Dammit Jim, I’m A Romance Writer

not a therapist.

I was originally going to write this post on grammar and why I’m totally not suited to proofreading someone’s college essay, but now I have to switch gears. You see there’s drama happening as I’m typing this.

My sister and my youngest nephew’s girlfriend are…butting heads? Which is kind of hard to do through e-mail, but it’s something I’ve been expecting. The nephew and his girl have been dating since they were 12. They’re both 19 this year. Yeah, that’s a long time. They’re in college together. When they finish the first part of their schooling close to home, they want to buy a camper and move to another college. They want the camper because it would be cheaper than renting an apartment, and less distracting than living in the dorms.

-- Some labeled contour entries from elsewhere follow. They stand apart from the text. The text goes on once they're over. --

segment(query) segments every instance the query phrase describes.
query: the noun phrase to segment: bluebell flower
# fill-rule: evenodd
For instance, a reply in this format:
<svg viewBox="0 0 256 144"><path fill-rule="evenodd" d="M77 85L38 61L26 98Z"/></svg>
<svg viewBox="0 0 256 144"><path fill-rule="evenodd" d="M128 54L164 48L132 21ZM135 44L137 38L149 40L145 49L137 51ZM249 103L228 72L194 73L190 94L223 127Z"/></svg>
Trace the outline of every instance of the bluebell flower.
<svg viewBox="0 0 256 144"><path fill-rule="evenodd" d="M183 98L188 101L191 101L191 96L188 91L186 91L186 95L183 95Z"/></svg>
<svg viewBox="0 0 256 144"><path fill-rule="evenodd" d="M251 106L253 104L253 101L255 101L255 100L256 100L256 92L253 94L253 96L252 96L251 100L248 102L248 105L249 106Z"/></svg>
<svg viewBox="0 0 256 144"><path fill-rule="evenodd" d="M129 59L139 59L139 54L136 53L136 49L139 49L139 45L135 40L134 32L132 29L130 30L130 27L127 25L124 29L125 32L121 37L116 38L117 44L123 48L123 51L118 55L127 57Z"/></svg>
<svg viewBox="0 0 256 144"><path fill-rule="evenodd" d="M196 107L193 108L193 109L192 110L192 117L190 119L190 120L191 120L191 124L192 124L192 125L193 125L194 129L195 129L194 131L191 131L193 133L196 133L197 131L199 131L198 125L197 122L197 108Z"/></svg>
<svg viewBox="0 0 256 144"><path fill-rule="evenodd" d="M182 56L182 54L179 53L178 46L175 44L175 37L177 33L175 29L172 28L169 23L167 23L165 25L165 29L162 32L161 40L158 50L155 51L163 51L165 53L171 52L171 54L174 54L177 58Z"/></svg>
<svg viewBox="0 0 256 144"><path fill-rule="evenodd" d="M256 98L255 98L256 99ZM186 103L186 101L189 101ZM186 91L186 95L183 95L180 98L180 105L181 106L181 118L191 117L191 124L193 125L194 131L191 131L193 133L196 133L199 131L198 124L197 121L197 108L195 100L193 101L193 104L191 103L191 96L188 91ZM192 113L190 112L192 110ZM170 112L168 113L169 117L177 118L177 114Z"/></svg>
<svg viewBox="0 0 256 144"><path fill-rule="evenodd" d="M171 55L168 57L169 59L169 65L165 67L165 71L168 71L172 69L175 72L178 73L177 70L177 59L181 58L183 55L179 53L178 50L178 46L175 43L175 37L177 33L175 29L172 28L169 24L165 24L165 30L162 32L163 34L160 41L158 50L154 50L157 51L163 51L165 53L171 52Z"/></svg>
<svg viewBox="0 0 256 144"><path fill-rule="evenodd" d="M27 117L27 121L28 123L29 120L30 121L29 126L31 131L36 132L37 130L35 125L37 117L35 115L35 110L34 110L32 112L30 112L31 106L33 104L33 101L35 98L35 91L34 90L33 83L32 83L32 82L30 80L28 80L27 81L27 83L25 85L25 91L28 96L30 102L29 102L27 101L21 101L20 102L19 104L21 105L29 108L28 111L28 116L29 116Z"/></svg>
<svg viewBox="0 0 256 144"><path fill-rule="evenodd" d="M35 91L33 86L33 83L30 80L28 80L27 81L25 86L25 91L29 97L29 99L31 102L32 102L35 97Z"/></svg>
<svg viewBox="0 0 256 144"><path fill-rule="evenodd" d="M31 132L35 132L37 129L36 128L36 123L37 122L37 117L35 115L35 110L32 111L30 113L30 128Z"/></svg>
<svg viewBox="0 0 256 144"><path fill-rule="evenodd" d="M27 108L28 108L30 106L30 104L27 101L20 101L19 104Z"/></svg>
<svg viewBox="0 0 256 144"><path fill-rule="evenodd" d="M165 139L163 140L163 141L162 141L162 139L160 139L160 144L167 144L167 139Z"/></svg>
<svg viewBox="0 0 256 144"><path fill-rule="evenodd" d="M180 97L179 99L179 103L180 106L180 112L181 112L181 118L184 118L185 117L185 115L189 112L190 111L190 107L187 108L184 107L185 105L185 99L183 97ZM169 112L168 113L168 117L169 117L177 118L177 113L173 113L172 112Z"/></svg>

Just writing that down makes me wonder. Kids…well, kids are kids. They make grand plans. I ought to know. I made plenty of grand plans when I was 19. What’s scary to me, is that I can kind of see their point. Kind of. The outraged godmother is thinking “They’re too young to play house together!”, but who am I to say they don’t truly love each other and this wouldn’t be the best thing for them?

I’ve tried to tell my sister that she needs to let her children make their own mistakes, but when is letting them choose their own way going too far? I suppose we’re weirdos in this family because we don’t want our kids to leave us. We want the whole family within driving distance at all times, but I worry that my sister will end up alienating her son by her refusal to treat her son and his girlfriend as adults. Meh.

Just meh. They’ve ruined my diet. I need food now.

My sister’s point is that she doesn’t believe in a couple living together before they get married. Thinking over the entire family…yeah, none of my mom’s children did. The kids are worried if they’re not together in college, they’ll drift apart. The romance writer in me wants to tell them “if you truly love each other, distance won’t matter”. I need chocolate now.

11 Comments

Filed under Family

11 responses to “Dammit Jim, I’m A Romance Writer

  1. Yikes. That’s a tough one. Hang in there.

  2. KAK

    My dad was of the same opinion as your sister. Years later he admitted he wasn’t happy about the co-hab before marriage, but he would have been less happy not seeing me at all.

    • I don’t think there’s a right or wrong answer in this. I can’t say I blame my sister, but my reasons are more about how will my nephew’s grades be if he has to work and try to keep up with bills while living on his own. Eh, mistakes are just waiting to be made, lol

  3. Meh. Toughie. Thing is, kid will do what they do. At some point parents need to accept it or end the relationship. I think my first showdown with my mom that way was when I was about 20. (it was about a road trip as well.) speaking as someone who lived with not one, not two, but four different guys before I got married (including husband) the main problem is it’s a pain in the butt to deal with moving out when you brake up. It’s like a series of mini-divorces.

    On the upside, you learn what a hassle divorce might be. I’d be more worried about kids getting into a car accident while pulling a crappy old camper. But car accidents are what scare me. Leases and cohabitation, less so. 😉

    Hang in there!!

  4. I’d comment, but it would take WAY too many words…

  5. That’s a tough one, but ultimately they are 19.